Thanks to Andrew Stopford and everyone else who works on MbUnit development. MbUnit 2.4 was just released.
If you are not unit testing or practicing TDD in your projects, I don't know how you could choose plain old NUnit over MbUnit. If you are using regular NUnit it is very simple to convert your projects MbUnit, they use the same [Test] attribute.
MbUnit has:
- Row Testing:
[RowTest]
[Row("Hello")]
[Row("Goodbye")]
public void TestString( string myString )
{
// do your tests in here...
} More row testing details here.
- Specialized Assertions
- Database rollback. The unit testing gods say that there should be absolutly no DB access in unit tests, but there are some times when I cannot avoid it. With the rollback attribute I don't have to worry about cleaning up the database after my test runs
- Being able to test private methods. (see Vadim Kreynin's articles here and here). *
- Extract Embedded Resources With An Attribute In MbUnit. No more dealing with test file directories or setting the correct path in the [SetUp] methods!
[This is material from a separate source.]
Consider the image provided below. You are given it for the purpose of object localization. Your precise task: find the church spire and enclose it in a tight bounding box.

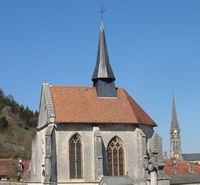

- RepeatAttribute. Run a specific test multiple times in a row.
- ThreadedRepeatAttribute. Run a specific test on multiple threads.
- etc. http://www.mbunit.com/ for all the details.
* I have been using the InternalsVisibleTo assembly attribute to accomplish this for a little while now. It gets the job done nicely and has allowed complete separation of our unit tests into a separate assembly. It does require you to change method signatures to internal instead of private, OO purists might feel dirty doing this. Derik Whittaker had a good example on how the attribute should be used.